Information for Students...and Anyone Else!
General information, followed by notes from past workshops
Terminology
This website uses the word "bellydance" only so people googling for a "bellydancer" or "bellydance classes" can find the site. The correct term for the dance is "oriental dance". In Arabic, the dance is called raqs sharqi, which translates to "dance of the east" or "oriental dance."
"Bellydance" was coined by Sol Bloom, an American, at the 1890s Wold Fair. The term was intended to be titillating--"belly" was not a polite word. Showing/moving one's "belly" was simply not done--recall that women were still corsetted at this time. So not only was the term created by an American, it was created to scandalise...and it's not even a correct description of the dance! There are only two or three dance moves actually done with the belly; the action is actually in the hips.

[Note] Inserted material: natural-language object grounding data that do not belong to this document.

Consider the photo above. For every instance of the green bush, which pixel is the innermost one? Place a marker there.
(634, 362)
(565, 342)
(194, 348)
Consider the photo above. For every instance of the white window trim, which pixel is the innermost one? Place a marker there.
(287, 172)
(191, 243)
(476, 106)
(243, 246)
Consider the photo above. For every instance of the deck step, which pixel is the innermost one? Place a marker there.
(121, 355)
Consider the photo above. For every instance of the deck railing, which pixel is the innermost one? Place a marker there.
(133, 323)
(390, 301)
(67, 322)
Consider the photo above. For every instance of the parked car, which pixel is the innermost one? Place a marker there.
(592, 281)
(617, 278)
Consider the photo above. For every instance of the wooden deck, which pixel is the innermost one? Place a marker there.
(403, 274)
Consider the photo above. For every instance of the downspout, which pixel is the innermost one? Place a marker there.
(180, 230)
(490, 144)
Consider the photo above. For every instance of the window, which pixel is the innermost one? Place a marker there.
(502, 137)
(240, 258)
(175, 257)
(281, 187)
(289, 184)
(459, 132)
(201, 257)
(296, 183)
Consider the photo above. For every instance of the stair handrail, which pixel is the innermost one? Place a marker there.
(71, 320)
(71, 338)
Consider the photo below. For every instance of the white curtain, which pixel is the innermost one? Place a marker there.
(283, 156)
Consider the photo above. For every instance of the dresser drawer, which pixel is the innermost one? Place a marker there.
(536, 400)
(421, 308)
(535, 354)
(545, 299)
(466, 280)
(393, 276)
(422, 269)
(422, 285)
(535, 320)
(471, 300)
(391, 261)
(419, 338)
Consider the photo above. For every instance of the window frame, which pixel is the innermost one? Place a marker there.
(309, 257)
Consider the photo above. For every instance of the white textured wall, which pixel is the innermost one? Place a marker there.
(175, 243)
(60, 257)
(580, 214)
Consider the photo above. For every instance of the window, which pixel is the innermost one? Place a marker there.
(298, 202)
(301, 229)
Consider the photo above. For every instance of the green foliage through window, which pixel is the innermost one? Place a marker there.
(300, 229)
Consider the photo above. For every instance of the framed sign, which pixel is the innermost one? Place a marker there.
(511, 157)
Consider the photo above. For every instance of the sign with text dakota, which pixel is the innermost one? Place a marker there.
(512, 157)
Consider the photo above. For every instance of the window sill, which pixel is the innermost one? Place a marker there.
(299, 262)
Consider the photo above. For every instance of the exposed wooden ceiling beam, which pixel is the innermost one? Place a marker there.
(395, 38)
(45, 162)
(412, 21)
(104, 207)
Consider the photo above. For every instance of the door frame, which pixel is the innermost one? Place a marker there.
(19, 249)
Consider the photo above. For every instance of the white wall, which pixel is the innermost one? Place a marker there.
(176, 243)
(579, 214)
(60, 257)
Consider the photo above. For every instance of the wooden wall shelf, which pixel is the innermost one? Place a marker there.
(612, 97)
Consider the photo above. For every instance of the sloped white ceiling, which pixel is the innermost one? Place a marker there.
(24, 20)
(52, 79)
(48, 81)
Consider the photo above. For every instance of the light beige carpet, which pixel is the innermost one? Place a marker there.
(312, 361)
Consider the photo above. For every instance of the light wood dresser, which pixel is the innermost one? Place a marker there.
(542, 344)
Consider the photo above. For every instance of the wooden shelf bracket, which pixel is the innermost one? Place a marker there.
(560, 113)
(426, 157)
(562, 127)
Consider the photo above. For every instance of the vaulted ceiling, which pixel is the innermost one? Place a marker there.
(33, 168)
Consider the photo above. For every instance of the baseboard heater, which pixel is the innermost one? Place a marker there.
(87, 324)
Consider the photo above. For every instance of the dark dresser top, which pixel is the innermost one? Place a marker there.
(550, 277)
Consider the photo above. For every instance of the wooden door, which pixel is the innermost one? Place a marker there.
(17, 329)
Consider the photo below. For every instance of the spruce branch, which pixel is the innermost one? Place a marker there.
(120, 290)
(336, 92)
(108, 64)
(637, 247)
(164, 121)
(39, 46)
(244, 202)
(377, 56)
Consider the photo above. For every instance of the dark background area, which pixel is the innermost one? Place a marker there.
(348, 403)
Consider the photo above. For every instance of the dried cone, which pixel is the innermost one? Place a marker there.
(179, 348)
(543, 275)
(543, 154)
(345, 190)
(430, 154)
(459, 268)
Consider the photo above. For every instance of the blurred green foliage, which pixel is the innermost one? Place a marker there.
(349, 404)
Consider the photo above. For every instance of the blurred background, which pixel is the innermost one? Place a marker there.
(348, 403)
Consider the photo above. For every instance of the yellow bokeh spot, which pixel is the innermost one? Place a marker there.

So why is the term Eurocentric, if it's translated from Arabic? "Raqs sharqi" is likely a translation of the French "danse orientale". One of the first people to use the term raqs sharqi was Badia Masabni, a nightclub owner in pre-Nasser Egypt. Her club was frequented by the British and by Anglicised Egyptian elites. She needed a term for her dance that distinguished it from lower-class street dancing and from western dance. She chose (or perhaps even coined) a label that made sense to her clientele: "sharqi", i.e. of the East , i.e. east of England.
Why not just call the dance raqs sharqi? First, because there are too many ways to spell it. The Arabic letter "qaf" is loosely equivalent to an English "q" but sometimes gets translates as a "k" of "gh". This causes problems when doing internet searches for the dance. Second, it's an Arabic term, not Turkish. In Turkish, the term for the dance is "oryantal dans", not "raqs sharqi". But both those terms translate to "oriental dance" in English, giving us one term that is easy to spell and refers to both Egyptian and Turkish dance. Huzzah.